Technology and magic

In general terms, the world of the Ascent is technologically similar to Earth during the late eighteenth or early nineteenth centuries.Most people are born, live, work, and die in the countryside, never to journey beyond walking distance of their homes. Travellers go by coach, or preferably canal barge or wooden sailing ship. Soldiers carry swords, bayonets, and flintlock muskets capable of firing three shots a minute. Disease and famine are more lethal than any weapon.

One area where the world of the Ascent is ahead of ours is aviation. For thousands of years, pegasi have enabled speedy communications over regions and continents – at a price. The beasts are rare and fragile, so only the richest (and royalty) can afford goods imported on pegasus-back, much less a flight via pegasus. For similar reasons, pegasus cavalry has remained impractical. Some polities, most notably the Vermilion Empire, have used pegasus riders as the backbone of swift, efficient messenger corps.

Of crucial importance has been the presence of what we would call magic. This comprises two distinct types:

First is the manipulation of a substance known as Fog, for its resemblance to the weather phenomenon. Fog is made up of tiny particles capable of emitting light, hovering in midair, moving under their own power, and forming themselves into larger objects. Objects formed from Fog are light and strong; no doubt this explains old myths about “magic swords” and “mithril armour”.

Fog can be controlled in one of two ways. With the right training, it is possible to directly give commands to one’s own Fog. Alternately, machines can be designed that manipulate Fog; for example, a flying machine could remain aloft on a bed of Fog, while a container of Fog could be programmed to morph into a suit of armour with the push of a button.

Fog contains a certain amount of energy, and once this is exhausted, it will disappear – seemingly into thin air. Historically, it was also difficult to obtain in anything greater than a trickle, with the result that Fog was expensive and carefully husbanded. This has gradually changed over the last couple of centuries, as scholars have discovered better ways of identifying and extracting Fog. In the last few years, the revolutionary discovery has been made that abundant sources of Fog do exist – in the sky. As Fog can keep a machine aloft, this means that a sufficiently large flying machine could remain indefinitely in the air, replenishing its Fog as it goes. This fact is not widely known beyond Tian Risa and her City of Winds.

The other notable form of magic is spirit mastery or summoning. Weaker spirit masters can talk to some – not all – spirits of the dead, while the most powerful can summon ancient heroes back to the mortal world, complete with material bodies.  As the same spirit can be summoned multiple times over the centuries, this makes them formidably experienced allies.

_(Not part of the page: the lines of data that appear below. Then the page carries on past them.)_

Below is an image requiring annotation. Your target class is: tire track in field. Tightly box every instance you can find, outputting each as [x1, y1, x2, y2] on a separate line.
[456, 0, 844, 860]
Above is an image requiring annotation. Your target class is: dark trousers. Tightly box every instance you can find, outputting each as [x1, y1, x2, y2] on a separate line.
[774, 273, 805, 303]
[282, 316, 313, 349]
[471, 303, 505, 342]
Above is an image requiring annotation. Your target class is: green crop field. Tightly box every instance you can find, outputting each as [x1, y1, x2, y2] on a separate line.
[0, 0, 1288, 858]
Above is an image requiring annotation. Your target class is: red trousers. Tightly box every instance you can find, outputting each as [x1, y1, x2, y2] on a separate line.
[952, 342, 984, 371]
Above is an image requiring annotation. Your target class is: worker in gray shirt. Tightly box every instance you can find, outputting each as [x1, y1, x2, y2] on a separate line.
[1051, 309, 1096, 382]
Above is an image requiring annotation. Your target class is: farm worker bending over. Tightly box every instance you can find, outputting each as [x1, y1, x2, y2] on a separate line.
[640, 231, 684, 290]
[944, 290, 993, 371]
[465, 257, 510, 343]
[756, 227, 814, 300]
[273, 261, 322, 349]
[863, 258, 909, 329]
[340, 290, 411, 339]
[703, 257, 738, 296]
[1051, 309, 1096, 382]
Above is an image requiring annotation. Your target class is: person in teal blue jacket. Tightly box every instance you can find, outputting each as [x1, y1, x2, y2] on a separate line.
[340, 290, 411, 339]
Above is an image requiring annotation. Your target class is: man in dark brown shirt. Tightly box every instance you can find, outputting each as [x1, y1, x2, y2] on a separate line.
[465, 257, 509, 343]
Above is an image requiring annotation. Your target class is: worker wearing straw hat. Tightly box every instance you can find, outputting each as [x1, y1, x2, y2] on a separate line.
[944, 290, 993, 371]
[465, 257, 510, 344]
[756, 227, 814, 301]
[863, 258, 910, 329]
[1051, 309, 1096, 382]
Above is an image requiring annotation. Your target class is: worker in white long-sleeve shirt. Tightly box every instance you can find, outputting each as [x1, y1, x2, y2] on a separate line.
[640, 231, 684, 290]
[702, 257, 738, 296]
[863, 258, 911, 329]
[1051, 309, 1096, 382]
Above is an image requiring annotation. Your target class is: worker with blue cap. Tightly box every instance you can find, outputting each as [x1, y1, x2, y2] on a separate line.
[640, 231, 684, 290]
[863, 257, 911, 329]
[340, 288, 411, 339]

The actual process of contacting a spirit requires an object associated with that person. The association may have been made in life, or during a previous time that spirit was summoned. Once contact is made, summoner and spirit will find themselves in a deserted environment of some significance to the spirit – a battlefield; a temple; a palace; something else entirely. There they may talk. If both parties agree, the spirit will be able to reenter the world – either with a material body (if the summoner is sufficiently strong) or else as a dormant presence within the summoner’s mind:

  1. Materialised spirits are indistinguishable from mortals at a glance – the main differences being that the spirit does not age; that their wounds are not permanent; and that when close to their summoner, they can switch between dormant and material forms.
  2. Spirits that are dormant (whether by choice, or because their summoner is insufficiently strong to materialise them) see with their summoner’s eyes and hear with their summoner’s ears. They can communicate with their summoner and, with their permission, can take control of the summoner’s body to speak or act.

Spirits are immortal, not invulnerable. The death of their summoner will end their link to the mortal realm (until the next time they are summoned). Likewise, materialised spirits will be sent back to the spirit realm if subjected to something that would kill a mortal.

The spirits themselves report that, in between summonings, they are not “conscious”. In other words, they go from death (or the death of their summoner) straight to an audience with their next prospective summoner. If gods or an afterlife exist, then the spirits have not seen them.

Unlike the ability to work with fog, spirit mastery is innate. Especially in its more powerful forms, it is also rare. Only a handful of spirit masters have lived, and they have gone on to be disproportionately important in the history of the world.

As far as scholars can tell, Fog and spirit mastery are not related. It is possible to be clueless at one and capable at the other, and spirit masters don’t require fog to do their work. The only link between them appears to be cosmetic: newly summoned spirits appear to materialise out of Fog. The significance of this remains to be seen.

Other forms of magic have been known to exist; however, these have been too rare to affect society.